Pedro Mir (1913–2000) is considered the Dominican Republic's foremost literary figure of the twentieth century. Since publishing his first poems in 1937, he sought through literature to place the Caribbean experience in a global historical perspective. He went into exile in 1947 as he had become the subject of mounting suspicions by the Trujillo dictatorship. When he returned fifteen years later, following the death of the dictator, the poet immediately won the hearts of the Dominican people, and his poetry readings were mass public events attended by enthusiastic crowds of citizens from every walk of life.

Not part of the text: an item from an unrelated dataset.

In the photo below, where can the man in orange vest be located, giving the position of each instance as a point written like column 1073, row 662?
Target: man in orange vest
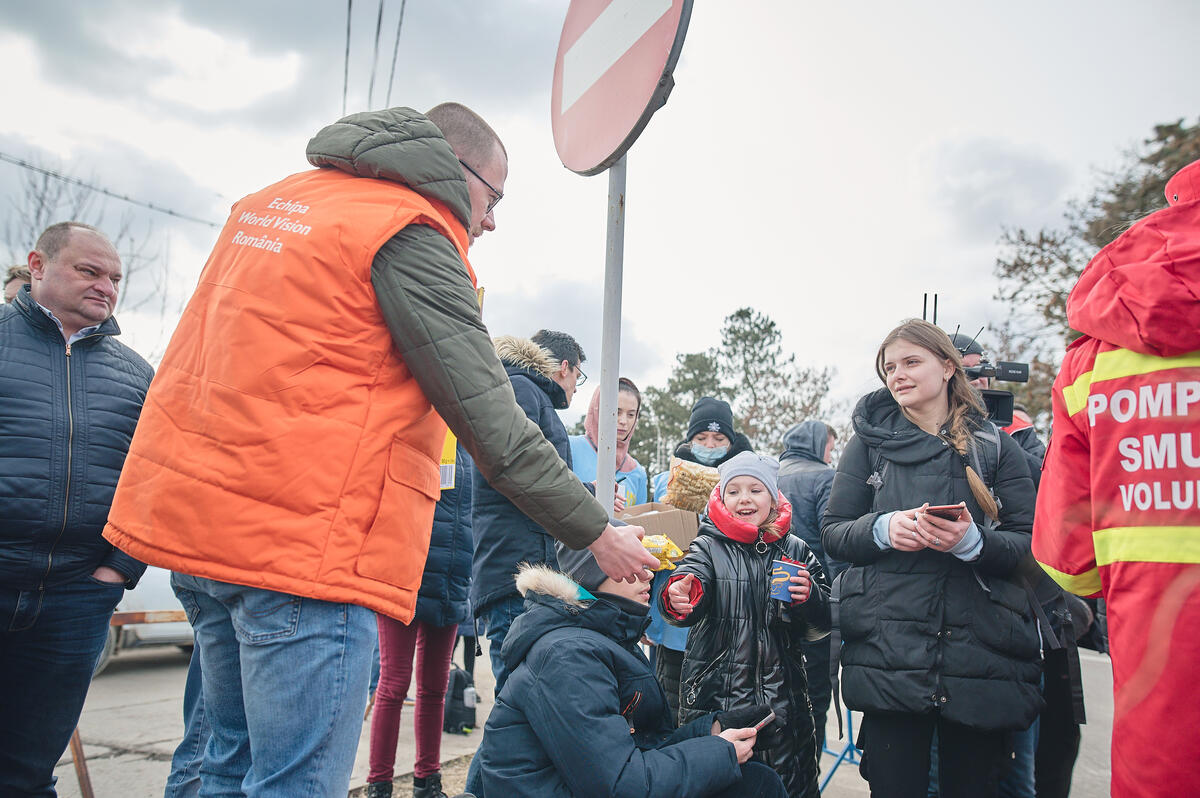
column 1119, row 507
column 287, row 461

In 1982 the legislature of the Dominican Congress conferred upon Mir the title of National Poet, and in 1993 he received the National Prize for Literature, the highest honor a literary artist can receive in the Dominican Republic. On the occasion of Mir's death, the president of the Dominican Republic declared three days of national mourning and celebrated the poet's memory and his work: “[Don Pedro] will always be with us because his thinking was transcendent, and he truly fathomed the national Dominican soul.”

El Huracán Neruda won the Annual Poetry Award given by the Secretary of Education of the Dominican Republic in 1975, the year of the poem's original publication. This “Elegy with a Song of Despair” was written in response to the death of Chilean poet Pablo Neruda (1904–73) and the military dictatorship that followed the assassination of the democratically elected president of Chile, Salvador Allende, which occurred twelve days before the poet's death. The poem is modeled in part on Neruda's tribute to Simón Bolívar, “A Song for Bolívar,” the source of its epigraph (adapted by Mir): “The bolívar roar over / Bolívar Volcano.